Seminar hari kedua terbagi menjadi empat panel yang menampilkan pemaparan dari 35 orang pelajar seni.
Panel pertama adalah “Urban History as Urban Art History”, mengisahkan tentang perjalanan sejarah kota di seluruh dunia tidak terpisah dari perkembangan dan dinamika dari seni urban.
Panel kedua yaitu “Imagining Future Urban Culture” yang menggambarkan bagaimana kota masa depan menjadi pusat budaya yang inklusif, dinamis, dan berkelanjutan.
Panel ketiga adalah “Hak Budaya Warga Perkotaan” yaitu hak setiap masyarakat perkotaan dalam mengakses, berpartisipasi, dan berkontribusi terhadap kehidupan budaya perkotaan.
Sedangkan panel ke empat bertema “Kebudayaan Betawi dan Hibrida Perkotaan” yang memaparkan bagaimana budaya Betawi sebagai salah satu identitas budaya utama Jakarta, yang terus bertransformasi serta berinteraksi dengan sejumlah pengaruh budaya lain di tengah arus urbanisasi dan globalisasi.
Kota dan Sejarah
Tiga puluh lima penyaji di tiap panel ini sungguh luas dalam pembahasannya. Dadi sejarah kota, bangunan arsitektur, motif kain, bahasa, bangsa hingga representasi kultural di masyarakat digital.
Bagaimana pun semua kota di dunia – termasuk Jakarta – adalah bagian dari jaringan sejarah kebudayaan dan saling mempengaruhi satu kota dengan yang lainnya termasuk Sunda Kelapa, Batavia, Jayakarta, atau Jakarta di tengah dinamika kebudayaan di dunia.
Identitas sejarah kota ini cukup bervariasi digarap jadi bahan narasi dan riset oleh seluruh penyaji yang tampil dalam empat panel yang digelar di ruangan kelas berbeda itu.
Salah satu pembicara, Ika Yuni Purnama – di tengah pembicara lainnya – sempat membahas tentang berbagai bangunan di masa tahun 1905 hingga 1920 di Jakarta dengan melihat berbagai aristektur dan motif juga keperdulian mereka dalam mengambil nuansa kultur Indonesia seperti bangunan Jawa.
Alhasil, meski bergaya Eropa sebenarnya bangunan ini tetap berbeda dengan bangunan di Eropa. Dia juga memaparkan tentang jendela jalusi yang menyejukkan ditambah tinggi bangunan dan lantai yang membuat gedung-gedung lama itu tetap sejuk hingga sekarang.

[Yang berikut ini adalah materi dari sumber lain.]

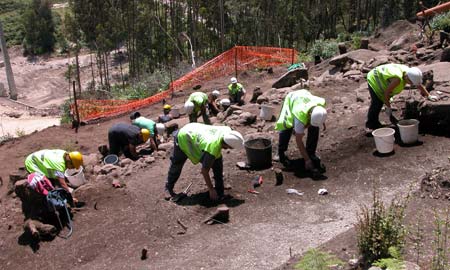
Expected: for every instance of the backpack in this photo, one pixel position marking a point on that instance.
(57, 200)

Fenomena akulturasi dan menyesuaikan dengan iklim tropis ini membuat arsitektur bangunan tua di Jakarta ini memiliki varian yang berbeda detailnya dengan arsitektur bangunan Eropa di wilayah lainnya di luar Indonesia.
Berbeda dengan koreografer dan penari senior Surjanti, yang untuk dunia seni tari justru fokus pada permasalahan diaspora bahkan penyebaran seni dan budaya tari dalam kehidupan dia saat lahir dan besar di Jakarta lalu menjalani praktek mengajar di luar negeri yaitu di Hongkong.
Penari yang mempunyai prestasi di tahun 1960-an ini lalu memilih ikut suami dan tinggal di Hongkong itu membeberkan perjalanan dan proses kreatifnya. Mempertahankan latar seni tari Nusantara di tengah dinamika tari Asia lainnya termasuk seni tari mancanegara.
“Murid saya bukan orang Indonesia. Murid saya ya warga Hongkong. Mereka saya ajari tadi Betawi, Melayu dan Minang. Saya ajari pakemnya,” ujarnya Surjanti, yang tetap fasih berbicara dalam Bahasa Indonesia.
Pengamat Budaya Betawi yang juga seorang “tukang cerita” Yahya Andi Saputra membeberkan fenomena perpaduan budaya Betawi Tempo Doeloe. Selain menyebut tentang pemikiran seorang Perancis pakar budaya Asia Timur dan Asia Tenggara Denys Lombard, bahwa manusia di Nusantara termasuk Betawi sebagai manusia Proto Melayu, dia juga menyebutkan paduan atau varian Betawi termasuk “Bangse Cine, Bangse Kite, Bangse Bombai, Bangse Arab juga Bangse Serani”. Juga perpaduan kelas sosial antara “Bangse Betawi, Bangse Mualim, Bangse Gedongan, Bangse Wijaya – merujuk pada Sriwijaya atau Melayu dan Bangse Apaan”
Selain Ncang Yahya – sapaan Yahya Andi Saputra – para narasumber lain seperti Gres Grasia Azmin membahas tentang Teater Topeng Blantek Ibnu Sina.
Kemasan Kebudayaan Masa Kini
Pembicara di panel lainnya mengajak hadirin membicarakan tentang penelitiannya yang mempelajari pola di media sosial, tema lokal yang diangkat lewat media digital, mengambil obyek seorang influencer bernama Sofwan Amin yang tematiknya tentang suku dan bahasa Betawi namun sangat diminati oleh follower Gen-Z dari berbagai wilayah di Nusantara.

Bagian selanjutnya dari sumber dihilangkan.